Un drama que afecta a toda la región
El horror y la necesidad también sintetizan la vida en el oeste del Congo. Una zona que los grupos rebeldes han convertido en una especie de salvaje oeste donde roban, violan y asesinan a la población, especialmente de las zonas rurales que es donde están las minas de coltán y otros minerales demandados por la industria tecnológica. Atractivos que motivan y financian el negocio militar y que sirven de pretexto a los mercenarios para lograr sus réditos personales en forma de dinero, joyas, sexo y sangre. El Congo lleva más de 20 años con esta herida que no cicatriza y que empuja, cada día, a más de 400 personas al exilio.

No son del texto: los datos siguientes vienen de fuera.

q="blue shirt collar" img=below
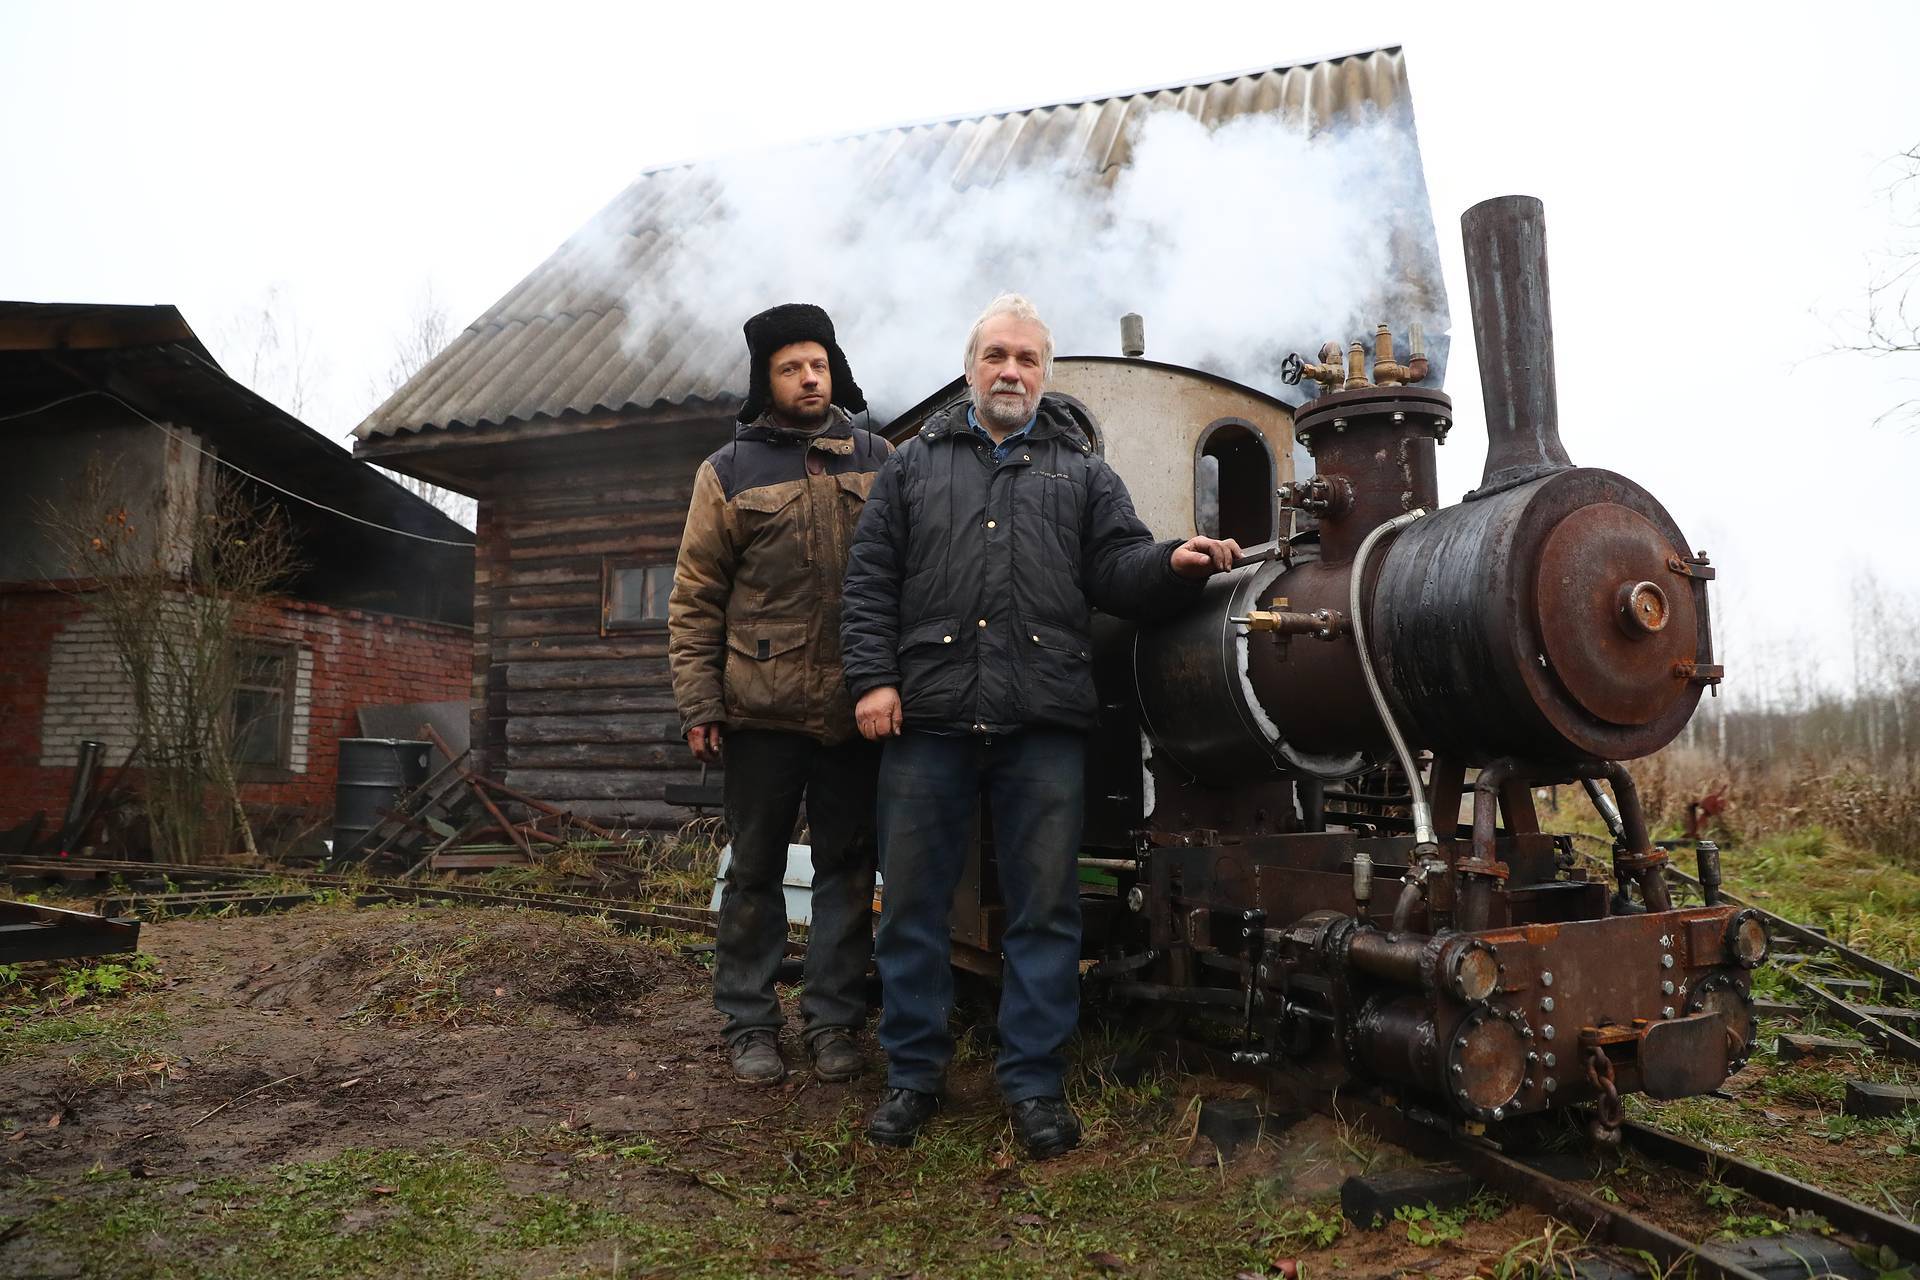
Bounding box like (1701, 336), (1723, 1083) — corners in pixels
(964, 405), (1037, 459)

Desde diciembre de 2013, cuando estalló la crisis en Juba, más de dos millones de sursudaneses han huido a los países vecinos y se calcula que otros tantos están internamente desplazados. Si tenemos en cuenta que antes del conflicto el país contaba con nueve millones de habitantes y que la cifra de muertos es incalculable, se entiende que estamos hablando de una de las crisis humanitarias más graves de los últimos 20 años en África. Sin olvidar que decenas de periodistas y más de 80 cooperantes internacionales también han perdido la vida desde el inicio del conflicto, estrechando el suministro de información y de ayuda humanitaria, ya que muchas ONGs y agencias de comunicación han decidido abandonar el territorio.


Otro de los pilares en detrimento es la escolarización. Las aulas – esqueletos de madera cubiertos con lonas resquebrajadas – acogen a más de 200 niños. En ocasiones, las lecciones se imparten directamente al aire libre por la falta de espacio en las barracas. Muchos niños de los campos están abandonando la educación porque las escuelas más cercanas están demasiado lejos para acceder; y eso en África se traduce en distancias considerables, ya que es fácil cruzarse por los caminos rurales con niños que caminan kilómetros hasta la escuela.
Es difícil cruzar una frontera ugandesa sin pasar cerca de un campo de refugiados. Uganda se ha convertido en el limbo de más de un millón de personas. Atrapadas entre la guerra y la prosperidad convertida en ideal. Mandar a los jóvenes a la ciudad en busca de trabajos crueles y mal pagados se ha convertido en la única salida para muchas familias. Claro que, para muchos, tener familia se convierte en el primero de los problemas.